Traveling with a dog is a whole lotta fun, but you’ll need to take a few simple steps to make the journey as “pawtastic” (and safe) as possible. Remember these travel tips for dogs when you start your next epic road trip:

  • Make regular stops. Your pup will need regular potty and exercise breaks throughout the journey. Stop at least every 2 hours and remember to take your time — you’re on vacation, so why not stop and smell the roses? You could even research off-leash parks along your route to help break up the trip for your dog.

  • Keep them occupied. Take along a chew toy or maybe a puzzle toy to help keep your pup entertained on the road. You can also check out our guide to top activities for dogs in the car for more dog-friendly road trip ideas.

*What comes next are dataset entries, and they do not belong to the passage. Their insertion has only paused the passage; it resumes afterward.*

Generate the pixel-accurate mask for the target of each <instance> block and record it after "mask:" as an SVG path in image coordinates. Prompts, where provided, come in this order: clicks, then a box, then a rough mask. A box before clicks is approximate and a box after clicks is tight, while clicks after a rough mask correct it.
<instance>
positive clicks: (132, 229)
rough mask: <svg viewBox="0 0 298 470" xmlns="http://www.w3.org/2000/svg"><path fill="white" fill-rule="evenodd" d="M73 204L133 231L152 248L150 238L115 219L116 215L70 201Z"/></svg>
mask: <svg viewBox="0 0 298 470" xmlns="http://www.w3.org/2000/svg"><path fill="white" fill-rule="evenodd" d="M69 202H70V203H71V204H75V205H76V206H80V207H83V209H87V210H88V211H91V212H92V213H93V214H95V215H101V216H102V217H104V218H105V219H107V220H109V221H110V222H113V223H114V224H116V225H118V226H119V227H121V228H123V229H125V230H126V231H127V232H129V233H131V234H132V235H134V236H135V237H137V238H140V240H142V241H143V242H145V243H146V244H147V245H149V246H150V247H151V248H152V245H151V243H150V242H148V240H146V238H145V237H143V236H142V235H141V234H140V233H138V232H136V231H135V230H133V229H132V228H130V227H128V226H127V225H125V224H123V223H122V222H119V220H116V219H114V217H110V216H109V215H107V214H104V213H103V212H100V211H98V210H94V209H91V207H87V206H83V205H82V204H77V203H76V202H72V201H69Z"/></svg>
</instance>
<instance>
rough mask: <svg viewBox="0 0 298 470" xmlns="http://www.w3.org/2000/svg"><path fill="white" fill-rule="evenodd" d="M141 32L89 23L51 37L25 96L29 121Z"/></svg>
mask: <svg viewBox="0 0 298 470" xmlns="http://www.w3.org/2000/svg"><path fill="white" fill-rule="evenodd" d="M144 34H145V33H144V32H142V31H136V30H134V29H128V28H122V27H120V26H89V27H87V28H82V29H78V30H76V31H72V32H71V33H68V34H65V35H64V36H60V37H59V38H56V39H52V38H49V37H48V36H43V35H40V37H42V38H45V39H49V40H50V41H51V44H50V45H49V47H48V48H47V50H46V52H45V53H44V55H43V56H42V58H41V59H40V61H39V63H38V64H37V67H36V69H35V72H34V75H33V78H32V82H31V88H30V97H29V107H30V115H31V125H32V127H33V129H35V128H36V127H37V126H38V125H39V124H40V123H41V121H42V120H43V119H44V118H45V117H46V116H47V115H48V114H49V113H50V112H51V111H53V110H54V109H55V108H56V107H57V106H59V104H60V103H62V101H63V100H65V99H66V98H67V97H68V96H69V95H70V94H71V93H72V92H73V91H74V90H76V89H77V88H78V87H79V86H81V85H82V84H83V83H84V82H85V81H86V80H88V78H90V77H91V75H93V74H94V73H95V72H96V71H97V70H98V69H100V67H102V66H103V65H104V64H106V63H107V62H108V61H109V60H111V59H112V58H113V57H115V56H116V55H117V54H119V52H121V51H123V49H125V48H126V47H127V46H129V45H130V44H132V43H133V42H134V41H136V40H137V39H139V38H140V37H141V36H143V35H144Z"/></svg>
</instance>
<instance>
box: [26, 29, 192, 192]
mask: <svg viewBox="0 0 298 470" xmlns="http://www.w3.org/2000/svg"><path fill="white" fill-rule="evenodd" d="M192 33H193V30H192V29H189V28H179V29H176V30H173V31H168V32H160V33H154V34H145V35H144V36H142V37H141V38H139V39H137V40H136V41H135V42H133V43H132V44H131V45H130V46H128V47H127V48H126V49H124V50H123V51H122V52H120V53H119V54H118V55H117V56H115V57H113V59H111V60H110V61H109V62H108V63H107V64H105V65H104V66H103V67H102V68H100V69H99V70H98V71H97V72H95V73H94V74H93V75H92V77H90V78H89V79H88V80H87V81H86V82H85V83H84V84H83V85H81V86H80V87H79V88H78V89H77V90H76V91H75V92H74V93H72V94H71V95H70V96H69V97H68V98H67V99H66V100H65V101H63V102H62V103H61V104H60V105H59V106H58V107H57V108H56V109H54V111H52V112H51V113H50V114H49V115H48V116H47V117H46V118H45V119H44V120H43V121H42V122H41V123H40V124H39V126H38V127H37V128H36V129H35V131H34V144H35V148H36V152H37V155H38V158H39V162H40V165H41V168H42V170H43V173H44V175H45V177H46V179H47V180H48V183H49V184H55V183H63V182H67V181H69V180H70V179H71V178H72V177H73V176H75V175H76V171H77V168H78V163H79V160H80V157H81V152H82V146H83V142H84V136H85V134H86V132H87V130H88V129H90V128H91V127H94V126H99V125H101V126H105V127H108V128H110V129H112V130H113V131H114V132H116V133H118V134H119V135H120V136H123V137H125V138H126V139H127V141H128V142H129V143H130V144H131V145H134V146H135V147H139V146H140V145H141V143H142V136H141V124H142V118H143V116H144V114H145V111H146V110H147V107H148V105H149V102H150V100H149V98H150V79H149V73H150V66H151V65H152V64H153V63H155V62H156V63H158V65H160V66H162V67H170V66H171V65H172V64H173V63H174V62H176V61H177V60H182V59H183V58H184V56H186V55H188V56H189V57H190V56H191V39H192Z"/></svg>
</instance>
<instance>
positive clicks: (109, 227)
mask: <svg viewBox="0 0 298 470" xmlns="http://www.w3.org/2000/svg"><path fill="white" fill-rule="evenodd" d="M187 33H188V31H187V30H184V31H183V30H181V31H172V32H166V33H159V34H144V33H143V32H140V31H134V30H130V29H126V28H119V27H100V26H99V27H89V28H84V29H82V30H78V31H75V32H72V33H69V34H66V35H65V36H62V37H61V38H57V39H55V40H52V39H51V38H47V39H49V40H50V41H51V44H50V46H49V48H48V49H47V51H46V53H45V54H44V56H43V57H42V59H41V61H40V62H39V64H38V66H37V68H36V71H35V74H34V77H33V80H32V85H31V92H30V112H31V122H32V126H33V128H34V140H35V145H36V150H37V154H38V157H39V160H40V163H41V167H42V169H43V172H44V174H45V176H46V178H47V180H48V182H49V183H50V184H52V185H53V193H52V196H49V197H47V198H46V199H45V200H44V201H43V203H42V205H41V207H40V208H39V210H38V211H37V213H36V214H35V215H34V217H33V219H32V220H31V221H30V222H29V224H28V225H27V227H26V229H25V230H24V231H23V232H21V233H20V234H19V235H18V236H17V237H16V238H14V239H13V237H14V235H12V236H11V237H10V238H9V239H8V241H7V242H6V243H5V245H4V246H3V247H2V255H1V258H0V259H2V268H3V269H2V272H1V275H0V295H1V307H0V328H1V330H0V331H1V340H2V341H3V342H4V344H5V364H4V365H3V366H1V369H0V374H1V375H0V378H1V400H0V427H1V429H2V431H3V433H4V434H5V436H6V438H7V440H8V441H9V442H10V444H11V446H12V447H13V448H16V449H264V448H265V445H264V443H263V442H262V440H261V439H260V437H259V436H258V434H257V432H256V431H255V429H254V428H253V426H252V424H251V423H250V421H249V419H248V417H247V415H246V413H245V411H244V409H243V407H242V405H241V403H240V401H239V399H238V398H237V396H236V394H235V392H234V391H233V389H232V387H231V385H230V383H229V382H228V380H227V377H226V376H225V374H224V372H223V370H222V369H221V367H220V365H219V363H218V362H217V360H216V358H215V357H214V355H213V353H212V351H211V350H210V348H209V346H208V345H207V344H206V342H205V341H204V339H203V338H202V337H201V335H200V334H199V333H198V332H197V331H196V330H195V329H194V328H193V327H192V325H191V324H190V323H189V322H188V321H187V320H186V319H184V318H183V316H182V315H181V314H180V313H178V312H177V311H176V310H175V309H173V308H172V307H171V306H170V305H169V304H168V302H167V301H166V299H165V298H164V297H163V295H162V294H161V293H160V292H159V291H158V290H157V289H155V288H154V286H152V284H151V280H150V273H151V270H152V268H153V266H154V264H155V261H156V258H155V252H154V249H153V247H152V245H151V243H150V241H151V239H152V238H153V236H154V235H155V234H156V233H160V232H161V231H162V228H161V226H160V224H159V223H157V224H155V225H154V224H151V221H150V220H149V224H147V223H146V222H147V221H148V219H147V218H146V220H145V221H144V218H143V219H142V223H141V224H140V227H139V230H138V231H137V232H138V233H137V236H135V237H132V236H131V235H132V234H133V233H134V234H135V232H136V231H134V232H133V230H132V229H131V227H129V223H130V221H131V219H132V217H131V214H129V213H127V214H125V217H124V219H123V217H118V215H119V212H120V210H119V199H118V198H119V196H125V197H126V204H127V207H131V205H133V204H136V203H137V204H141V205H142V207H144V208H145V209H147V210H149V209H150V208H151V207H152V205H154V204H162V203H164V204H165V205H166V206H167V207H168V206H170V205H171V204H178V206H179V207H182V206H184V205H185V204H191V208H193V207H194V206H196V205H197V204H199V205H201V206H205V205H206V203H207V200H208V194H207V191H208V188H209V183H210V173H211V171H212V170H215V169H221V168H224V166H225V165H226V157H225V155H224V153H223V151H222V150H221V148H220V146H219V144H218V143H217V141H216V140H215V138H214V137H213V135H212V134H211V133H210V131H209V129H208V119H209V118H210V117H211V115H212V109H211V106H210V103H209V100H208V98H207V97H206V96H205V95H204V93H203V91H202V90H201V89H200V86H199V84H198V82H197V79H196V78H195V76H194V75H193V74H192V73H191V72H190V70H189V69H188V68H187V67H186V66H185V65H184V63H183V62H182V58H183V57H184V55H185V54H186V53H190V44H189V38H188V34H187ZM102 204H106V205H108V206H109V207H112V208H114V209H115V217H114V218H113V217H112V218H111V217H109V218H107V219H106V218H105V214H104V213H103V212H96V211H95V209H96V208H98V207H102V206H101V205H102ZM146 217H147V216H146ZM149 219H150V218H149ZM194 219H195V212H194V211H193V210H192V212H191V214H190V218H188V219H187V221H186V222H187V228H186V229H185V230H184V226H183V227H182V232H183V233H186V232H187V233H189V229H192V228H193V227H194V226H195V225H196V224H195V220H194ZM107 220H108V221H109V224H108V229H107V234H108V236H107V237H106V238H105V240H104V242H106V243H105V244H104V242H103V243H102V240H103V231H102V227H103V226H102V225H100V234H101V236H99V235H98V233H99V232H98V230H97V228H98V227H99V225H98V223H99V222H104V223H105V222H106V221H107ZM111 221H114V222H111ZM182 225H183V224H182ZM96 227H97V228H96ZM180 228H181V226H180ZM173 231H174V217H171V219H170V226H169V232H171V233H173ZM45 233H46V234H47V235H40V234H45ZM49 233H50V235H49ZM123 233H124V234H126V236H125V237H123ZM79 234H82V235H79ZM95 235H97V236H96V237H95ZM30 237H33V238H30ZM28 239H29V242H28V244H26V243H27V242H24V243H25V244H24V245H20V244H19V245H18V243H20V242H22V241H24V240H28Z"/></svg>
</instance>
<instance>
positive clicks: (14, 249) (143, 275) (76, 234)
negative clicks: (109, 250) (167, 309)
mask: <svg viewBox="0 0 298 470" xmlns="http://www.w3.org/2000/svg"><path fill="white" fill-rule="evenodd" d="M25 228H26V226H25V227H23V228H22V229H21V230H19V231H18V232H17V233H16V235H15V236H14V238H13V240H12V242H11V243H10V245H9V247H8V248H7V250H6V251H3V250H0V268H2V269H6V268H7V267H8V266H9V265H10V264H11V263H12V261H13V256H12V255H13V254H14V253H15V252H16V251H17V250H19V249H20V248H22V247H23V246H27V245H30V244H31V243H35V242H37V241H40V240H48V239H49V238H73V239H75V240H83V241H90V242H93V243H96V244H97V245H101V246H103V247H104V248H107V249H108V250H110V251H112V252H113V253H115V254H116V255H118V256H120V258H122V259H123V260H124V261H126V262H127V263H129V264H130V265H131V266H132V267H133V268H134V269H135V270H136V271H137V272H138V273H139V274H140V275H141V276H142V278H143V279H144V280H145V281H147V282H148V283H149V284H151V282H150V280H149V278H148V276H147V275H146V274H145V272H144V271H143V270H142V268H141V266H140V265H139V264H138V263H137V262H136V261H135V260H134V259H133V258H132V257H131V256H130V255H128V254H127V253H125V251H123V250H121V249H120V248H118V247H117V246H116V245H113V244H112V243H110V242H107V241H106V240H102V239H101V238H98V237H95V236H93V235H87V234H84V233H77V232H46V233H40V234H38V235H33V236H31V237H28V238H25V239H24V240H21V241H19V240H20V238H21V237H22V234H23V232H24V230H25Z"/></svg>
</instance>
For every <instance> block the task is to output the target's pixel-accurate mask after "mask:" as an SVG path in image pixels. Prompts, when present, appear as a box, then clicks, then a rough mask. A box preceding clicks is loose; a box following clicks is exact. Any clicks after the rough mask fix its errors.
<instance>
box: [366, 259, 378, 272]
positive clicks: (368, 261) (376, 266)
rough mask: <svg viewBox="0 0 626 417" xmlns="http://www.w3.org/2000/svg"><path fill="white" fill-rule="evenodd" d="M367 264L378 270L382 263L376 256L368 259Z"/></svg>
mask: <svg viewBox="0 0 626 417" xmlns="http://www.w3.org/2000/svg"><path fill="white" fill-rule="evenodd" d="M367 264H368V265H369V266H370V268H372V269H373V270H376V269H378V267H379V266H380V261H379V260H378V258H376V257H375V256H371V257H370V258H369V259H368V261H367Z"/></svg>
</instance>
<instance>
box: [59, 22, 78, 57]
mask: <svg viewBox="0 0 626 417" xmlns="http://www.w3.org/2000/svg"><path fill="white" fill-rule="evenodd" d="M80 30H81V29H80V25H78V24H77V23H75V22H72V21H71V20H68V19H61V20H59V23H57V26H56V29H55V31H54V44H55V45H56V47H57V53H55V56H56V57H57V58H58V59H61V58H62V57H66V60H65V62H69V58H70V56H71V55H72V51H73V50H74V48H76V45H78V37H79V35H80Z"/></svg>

  • Keep them hydrated. Make sure your pup has access to plenty of fresh water throughout the journey.

You’ll find plenty of other useful tips in our guide to traveling safely with your dog.

When you get there

Some people claim it’s more about the journey than the destination. But when you’re headed to the beach, that’s simply not true.

Your dog will love the chance to splash around in the water, dig in the sand, and sniff all those new and unusual beach smells. If they’re lucky, they’ll also get the chance to do some socializing with other furry beachgoers.

Just remember a few simple tips to help your pup stay safe at the beach:

  • Check the rules. It’s worth double-checking the posted rules on doggy beach access before hitting the sand. Regulations change often and leash laws can vary based on the time of day or the time of year, so check the fine print. And as always, make sure you clean up after your pooch. 

  • Check the conditions. When you first arrive at the beach, take some time to observe the conditions and whether it’s safe for your pup to swim. Don’t forget that scorching hot sand can also burn your pup’s paw pads, so avoid dry sand in the hottest part of the day. Also, keep an eye out for sharp rocks and broken glass. 

  • Watch them closely. Monitor your dog at all times to ensure they don’t get into trouble in the water or encounter any other hazards. If you think they may be overdoing it and at risk of overheating, take them to a cool, shaded area for a rest and some hydration.

  • Sun safety. If your pup has short hair or light skin, be sure to apply some doggy sunscreen before hitting the sand. Staying in the shade during the hottest part of the day will also reduce the risk of your pup overheating.

  • Ensure that your dog drinks plenty of water (not salt water!). Provide plenty of fresh water for your pup to drink — don’t let them drink salt water as this will make them sick.

  • Rinsing off. When you’ve finished your beach adventure, washing away all that salt and sand isn’t just important to help keep your car clean. It’ll also prevent skin irritation and keep your pup’s coat in tip-top shape.

With all the responsible stuff taken care of, feel free to sit back, relax, and soak up some sunshine. Whether your pup enjoys swimming, digging, running, or exploring, they’ll love every minute of your coastal escape.

A journey to the beach is paws-down one of the best road trips for dogs. With sand between your toes and your pup by your side, there’s no place in the world you’d rather be.